I still find the grey coordinate values weird. Unless you haven’t homed your machine, or you’re homing to a different corner, or you set the machine size to something else, or…
I’ve always run any CNC i have owned by manually setting work zero and have never homed a machine. This machine ran decent up until recently, it steadily became more and more unpredictable and after the probing started failing, this is where I knew there was a deeper problem. I usually can set my material XY from anywhere and not have this issue. However, even when it would cut, once in a while it would drift off with no explination.
Not sure it you tried this, but homing the machine before using the auto touch plate seems to solve issues like the one you describe. I have had inconsistent Z settings being maintained at times. I myself think either Z-sender or the long board gets off at times. When I experience oddities like this I start my routine as if I were to start a new project, First home the system, set the zero at the home position, and then go to the approximate start point and then use the Auto touch plate to set the zero.
This might not fix your issue, but starting with the zero at the homing position seems to clear issues that I don’t understand when they happen.
WOW, this whole probing issue has been a nightmare.
So, I finally stopped being stubborn and homed my machine out as some of you suggested (Thanks) and homing was a great start.
Even after homing, my Y axis was off, varying amounts.
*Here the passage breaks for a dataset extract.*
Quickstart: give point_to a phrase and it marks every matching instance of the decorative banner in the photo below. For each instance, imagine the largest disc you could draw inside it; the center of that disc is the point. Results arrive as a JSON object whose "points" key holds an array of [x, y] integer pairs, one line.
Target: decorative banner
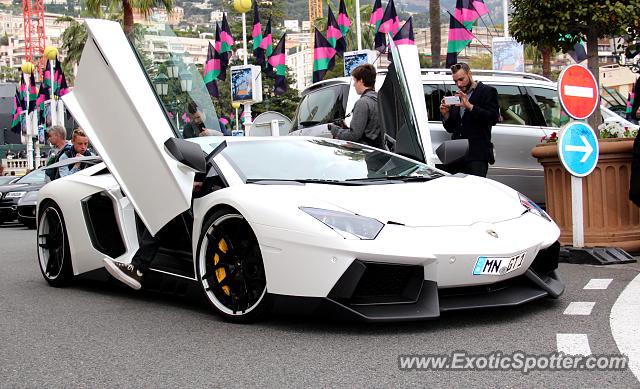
{"points": [[375, 20], [212, 71], [323, 56], [256, 34], [277, 60], [459, 38], [405, 34], [218, 47], [343, 19], [334, 34], [267, 40]]}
So I started digging in deep figuring I had nothing to lose and jumped into setting after setting, testing and failing and then I noticed under the Motor Settings, there is a Y axis calibration tool. I ended up running that and it got me within ten MM of where I needed to be and then I manually entered in a compensation adding ten MM to the suggested measurement. I then homed the machine and gave it a shot and all of a sudden the probe was working perfectly. I then ran a job to test the accuracy of everything and it was spot on.
Thank you for all that gave me suggestions, I hope this fix helps someone else down the line.